Figure 4.

Impact of FGF14 overexpression on cancer progression in vivo. A549-EV and A549-FGF14 OE cells were injected in the right flank of immunodeficient mice. Tumors were harvested after 40 days. (A) Representative photographs of dissected FGF14 overexpressing tumors. (B) Measurement of tumor volume during tumor progression. Quantification of (C) tumor volume and (D) tumor mass after tumor dissection.
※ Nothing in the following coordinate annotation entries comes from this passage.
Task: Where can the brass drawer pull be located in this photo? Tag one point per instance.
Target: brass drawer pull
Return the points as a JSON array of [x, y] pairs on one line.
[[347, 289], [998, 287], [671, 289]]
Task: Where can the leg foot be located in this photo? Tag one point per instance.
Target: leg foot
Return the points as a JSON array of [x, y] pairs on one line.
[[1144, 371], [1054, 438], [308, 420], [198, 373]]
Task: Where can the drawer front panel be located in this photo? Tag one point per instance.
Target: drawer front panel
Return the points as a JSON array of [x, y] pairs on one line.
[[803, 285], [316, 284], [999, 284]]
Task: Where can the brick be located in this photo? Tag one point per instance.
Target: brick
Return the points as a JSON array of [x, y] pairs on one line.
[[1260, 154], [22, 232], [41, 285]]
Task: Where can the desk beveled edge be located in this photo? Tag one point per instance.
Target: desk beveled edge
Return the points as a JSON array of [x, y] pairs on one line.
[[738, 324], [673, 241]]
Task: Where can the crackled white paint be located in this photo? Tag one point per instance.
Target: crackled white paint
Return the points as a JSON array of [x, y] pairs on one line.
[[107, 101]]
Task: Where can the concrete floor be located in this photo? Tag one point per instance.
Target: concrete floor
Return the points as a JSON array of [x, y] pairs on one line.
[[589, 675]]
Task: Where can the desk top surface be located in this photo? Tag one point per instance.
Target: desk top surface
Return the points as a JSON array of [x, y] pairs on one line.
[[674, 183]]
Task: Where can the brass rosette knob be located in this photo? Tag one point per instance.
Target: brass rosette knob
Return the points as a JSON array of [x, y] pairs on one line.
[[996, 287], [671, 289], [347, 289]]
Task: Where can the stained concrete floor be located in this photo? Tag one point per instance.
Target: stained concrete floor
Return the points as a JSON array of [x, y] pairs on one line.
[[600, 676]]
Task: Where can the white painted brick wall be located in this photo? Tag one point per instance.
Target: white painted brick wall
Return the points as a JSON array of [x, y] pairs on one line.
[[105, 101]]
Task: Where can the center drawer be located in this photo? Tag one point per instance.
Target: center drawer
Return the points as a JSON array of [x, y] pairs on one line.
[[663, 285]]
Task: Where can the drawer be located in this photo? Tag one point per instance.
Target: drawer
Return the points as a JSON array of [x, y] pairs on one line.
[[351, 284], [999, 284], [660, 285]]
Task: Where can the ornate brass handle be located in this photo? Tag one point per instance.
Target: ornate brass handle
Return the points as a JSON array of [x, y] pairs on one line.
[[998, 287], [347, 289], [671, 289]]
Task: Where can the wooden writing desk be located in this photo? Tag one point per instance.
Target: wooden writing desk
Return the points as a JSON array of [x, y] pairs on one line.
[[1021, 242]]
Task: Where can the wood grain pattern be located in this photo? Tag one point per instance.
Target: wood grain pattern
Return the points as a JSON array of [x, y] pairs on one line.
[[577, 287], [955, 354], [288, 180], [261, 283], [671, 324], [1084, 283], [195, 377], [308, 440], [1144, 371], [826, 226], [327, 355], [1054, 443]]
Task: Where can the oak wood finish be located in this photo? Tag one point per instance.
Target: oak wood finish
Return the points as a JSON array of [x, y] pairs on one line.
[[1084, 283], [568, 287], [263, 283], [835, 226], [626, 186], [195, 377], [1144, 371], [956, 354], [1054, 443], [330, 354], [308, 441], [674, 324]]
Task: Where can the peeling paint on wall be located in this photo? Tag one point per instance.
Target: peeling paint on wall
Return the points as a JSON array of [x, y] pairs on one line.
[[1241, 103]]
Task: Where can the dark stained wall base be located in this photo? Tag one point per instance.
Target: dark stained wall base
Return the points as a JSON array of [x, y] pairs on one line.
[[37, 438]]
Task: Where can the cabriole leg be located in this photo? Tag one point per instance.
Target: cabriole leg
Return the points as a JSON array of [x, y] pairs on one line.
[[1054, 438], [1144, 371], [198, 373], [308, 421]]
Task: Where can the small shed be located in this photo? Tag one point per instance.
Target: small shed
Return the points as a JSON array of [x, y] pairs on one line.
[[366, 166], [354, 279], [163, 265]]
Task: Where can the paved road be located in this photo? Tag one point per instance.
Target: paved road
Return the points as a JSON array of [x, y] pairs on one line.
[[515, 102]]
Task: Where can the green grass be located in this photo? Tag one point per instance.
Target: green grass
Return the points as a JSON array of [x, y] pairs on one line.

Revalidation of FGF14 expression in mice tumor samples via (E) qPCR and (F) immunohistochemistry staining. (G) Ki67 staining of proliferating cells within the tumor were (H) counted per high power field using ImageJ (Fiji) Software. Representative pictures of FGF14 and Ki67 staining visualized using Alexa Flour 488 coupled secondary antibody (green). (I) Validation of FGF14 overexpression, apoptosis using antibodies against CASP7 and CASP8 and epithelial marker expressions using antibodies against CLDN1 and CYK18 and mesenchymal marker expressions evaluated by antibodies against CDH2 and CTNNB1. (J) Additional immunohistochemistry staining of epithelial and mesenchymal marker. Representative pictures of epithelial markers (CDH1 and CYK18) and mesenchymal markers (CDH2 and CTNNB1) visualized using Alexa Flour 488 coupled secondary antibody (green). Nuclear DNA was counterstained with DAPI (blue), scale bar 50 µm. Data shown as mean ± standard error of the mean using one-way analysis of variance (n = 7). P-values ≤ 0.05 were considered statistically significant for all analyses. * p ≤ 0.05, *** p ≤ 0.001, and **** p ≤ 0.0001.